Pięciometrowy pomnik autorstwa rzeźbiarza Oliviero Rainaldiego oceniany jest powszechnie jako brzydki i nieudany, a przede wszystkim w ogóle do papieża niepodobny. Właśnie na ten aspekt zwrócił uwagę krytyk sztuki, który na łamach watykańskiej gazety napisał wręcz z ironią, że pomnik przedstawiający Jana Pawła II w rozchylonym płaszczu wygląda jak "budka wartownicza" czy "namiot" lub jak po uderzeniu "bomby".
Dziennik "La Repubblica" zauważa, że krytyka ze strony "L'Osservatore Romano" to prawdziwe "gromy, rzucone na pomnik". W artykule przytacza się także opinie przedstawicieli władz Wiecznego Miasta, według których monument stanowi "obrazę" postaci Jana Pawła II. Jeden z radnych ocenił zaś, że to "wstydliwe dzieło". Gazeta cytuje również samego artystę, rozżalonego tym, że jego praca oraz przesłanie nie zostały właściwie zrozumiane. "Nie myślałem o podobieństwie, ale o dziele, które będzie w stanie połączyć, w postawie i ułożeniu płaszcza, wyjście papieża do świata" - wyjaśnił Rainaldi. Dodał, że chciał przedstawić "teologię podróżowania do ludzi".
"La Repubblica" informuje, że projekt monumentu otrzymał "błogosławieństwo" przewodniczącego Papieskiej Rady Kultury kardynała Gianfranco Ravasiego oraz sekretarza papieskiej komisji ds. dóbr kultury Francesco Buranellego. Na łamach tych wypowiada się również najbardziej znany włoski krytyk sztuki Achille Bonito Oliva, który też ma zastrzeżenia do pomnika. "Ale z czasem przyzwyczaimy się do niego" - dodaje. "To nie jest Wojtyła" - pod takim tytułem artykuł relacjonujący spory o pomnik ukazał się w "Corriere della Sera". Dziennik odnotował, że przedłożony do akceptacji między innymi władzom włoskiej stolicy projekt monumentu różnił się od dzieła, które ostatecznie ustawione zostało przed dworcem kolejowym.

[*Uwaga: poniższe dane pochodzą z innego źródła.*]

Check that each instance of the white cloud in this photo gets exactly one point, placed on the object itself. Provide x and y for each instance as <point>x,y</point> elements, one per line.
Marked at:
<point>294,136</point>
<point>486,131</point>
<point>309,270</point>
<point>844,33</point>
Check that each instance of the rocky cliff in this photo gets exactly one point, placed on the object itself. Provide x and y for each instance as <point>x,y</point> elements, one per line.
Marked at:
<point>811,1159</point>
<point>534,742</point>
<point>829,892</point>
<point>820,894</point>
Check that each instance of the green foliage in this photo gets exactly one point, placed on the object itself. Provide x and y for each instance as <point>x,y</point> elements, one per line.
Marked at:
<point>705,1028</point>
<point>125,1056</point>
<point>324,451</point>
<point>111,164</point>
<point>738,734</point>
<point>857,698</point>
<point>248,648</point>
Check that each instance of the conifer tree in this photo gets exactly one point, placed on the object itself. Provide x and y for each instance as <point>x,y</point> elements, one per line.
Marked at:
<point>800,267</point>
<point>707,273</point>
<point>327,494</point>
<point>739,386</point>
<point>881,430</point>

Na zadane na stronie internetowej gazety pytanie do czytelników, czy podoba im się monument, ponad 91 procent odpowiedziało - "Nie". Watykanista Luigi Accattoli napisał w komentarzu, że trudno dzisiaj być papieżem, o czym - jak przypomniał - opowiada film "Habemus papam" Nanniego Morettiego, ale równie trudno także wykonać pomnik papieża. "Il Messaggero" przytacza opinię przedstawiciela urzędu urbanistyki w Rzymie Andrei De Priamo: "Pomnik to jeden z najgorszych przykładów sztuki współczesnej w stolicy".